A declaração que dá título a este escrito é do presidente da Federação das Indústrias do Estado do Paraná, Rodrigo da Rocha Loures, e foi feita ontem a este Jornal num momento em que tantas críticas são feitas aos parlamentares e ao Governo pela demora nas reformas tributária, fiscal, trabalhista, previdenciária e política. Ele também condena a excessiva burocracia no Brasil (a maior do mundo, conforme pesquisa da empresa de consultoria Grant Thorton) é que é um dos grandes entraves ao desenvolvimento e um estímulo à informalidade. Para emoldurar este quadro sinistro acrescente-se a pesadíssima carga tributária brasileira, que é campeã mundial.
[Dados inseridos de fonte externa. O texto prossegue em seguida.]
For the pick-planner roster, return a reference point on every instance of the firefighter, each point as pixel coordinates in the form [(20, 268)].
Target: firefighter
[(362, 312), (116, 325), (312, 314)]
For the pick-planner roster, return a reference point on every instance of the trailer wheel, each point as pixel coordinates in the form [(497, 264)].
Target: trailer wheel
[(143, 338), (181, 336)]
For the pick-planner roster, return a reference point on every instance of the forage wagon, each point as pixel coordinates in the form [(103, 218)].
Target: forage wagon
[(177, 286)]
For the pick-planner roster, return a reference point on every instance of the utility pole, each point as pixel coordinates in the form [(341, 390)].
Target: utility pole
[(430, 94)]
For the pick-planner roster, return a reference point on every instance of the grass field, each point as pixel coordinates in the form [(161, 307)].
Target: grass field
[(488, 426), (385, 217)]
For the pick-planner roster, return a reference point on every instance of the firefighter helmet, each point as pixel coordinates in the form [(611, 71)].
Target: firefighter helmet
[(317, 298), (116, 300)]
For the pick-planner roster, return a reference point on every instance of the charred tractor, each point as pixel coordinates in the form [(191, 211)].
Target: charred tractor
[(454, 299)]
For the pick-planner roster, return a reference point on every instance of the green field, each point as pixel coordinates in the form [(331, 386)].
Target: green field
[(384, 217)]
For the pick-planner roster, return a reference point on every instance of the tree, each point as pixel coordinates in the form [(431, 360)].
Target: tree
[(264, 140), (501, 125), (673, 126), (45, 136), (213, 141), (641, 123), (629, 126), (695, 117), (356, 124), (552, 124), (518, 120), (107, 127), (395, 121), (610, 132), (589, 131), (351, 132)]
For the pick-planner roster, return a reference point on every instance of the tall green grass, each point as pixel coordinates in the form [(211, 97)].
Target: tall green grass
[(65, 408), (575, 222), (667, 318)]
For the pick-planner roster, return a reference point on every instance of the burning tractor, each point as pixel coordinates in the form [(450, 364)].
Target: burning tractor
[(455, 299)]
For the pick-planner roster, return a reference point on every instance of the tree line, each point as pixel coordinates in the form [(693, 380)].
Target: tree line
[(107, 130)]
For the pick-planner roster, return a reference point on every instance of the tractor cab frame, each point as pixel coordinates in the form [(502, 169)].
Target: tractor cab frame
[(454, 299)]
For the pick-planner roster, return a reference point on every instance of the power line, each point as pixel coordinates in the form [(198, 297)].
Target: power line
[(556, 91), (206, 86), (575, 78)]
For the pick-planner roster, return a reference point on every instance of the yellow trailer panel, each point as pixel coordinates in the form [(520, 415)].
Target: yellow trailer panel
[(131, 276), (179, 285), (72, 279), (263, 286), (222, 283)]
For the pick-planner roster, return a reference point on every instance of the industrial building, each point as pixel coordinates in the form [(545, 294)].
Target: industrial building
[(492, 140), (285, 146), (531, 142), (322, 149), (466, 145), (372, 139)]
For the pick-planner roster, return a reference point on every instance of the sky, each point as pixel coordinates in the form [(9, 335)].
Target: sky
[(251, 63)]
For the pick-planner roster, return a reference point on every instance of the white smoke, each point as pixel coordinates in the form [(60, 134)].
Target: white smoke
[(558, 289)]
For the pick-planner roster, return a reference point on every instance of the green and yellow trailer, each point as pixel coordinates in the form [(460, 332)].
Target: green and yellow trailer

É verdade que os políticos só operam sob pressão, por isso o caminho é o de uma vigorosa mobilização a partir das bases empresariais, que são detentoras de grande poder mas o acionam muito pouco. E assim os políticos e governantes se acomodam e, muito pior, devem achar que se as classes produtoras e o povo não reagem agressivamente é porque tudo vai bem. Mas sabe-se que assim não é. A ocasião é oportuna para que a própria Federação das Indústrias dê a arrancada para um movimento naquele sentido, começando por acionar as bancadas paranaenses na Câmara e no Senado e buscando agregar também as associações congêneres de todo o País. Pronunciamento como o que agora Rocha Loures faz é importante, mas será preciso partir das palavras à ação e empreender uma marcha a Brasília para apresentar aqueles pleitos aos deputados e senadores. Porque são eles que propõem e votam leis e reformas. Sabe-se que certas mudanças não interessam ao governo federal, porque isso pode significar divisões no bolo tributário e a contenção da farra pública, mas se a nação não se mexer, os governantes pouco ou nada farão. Hoje, 40% da renda da cadeia produtiva são canalizados para os cofres públicos, em forma de impostos, e isso retorna vagaroso em obras e serviços, porque é preciso sustentar a pesada máquina governamental, o próprio sistema burocrático - que garante empregos a apaniguados atrapalhadores - e mais os superfaturamentos e a corrupção.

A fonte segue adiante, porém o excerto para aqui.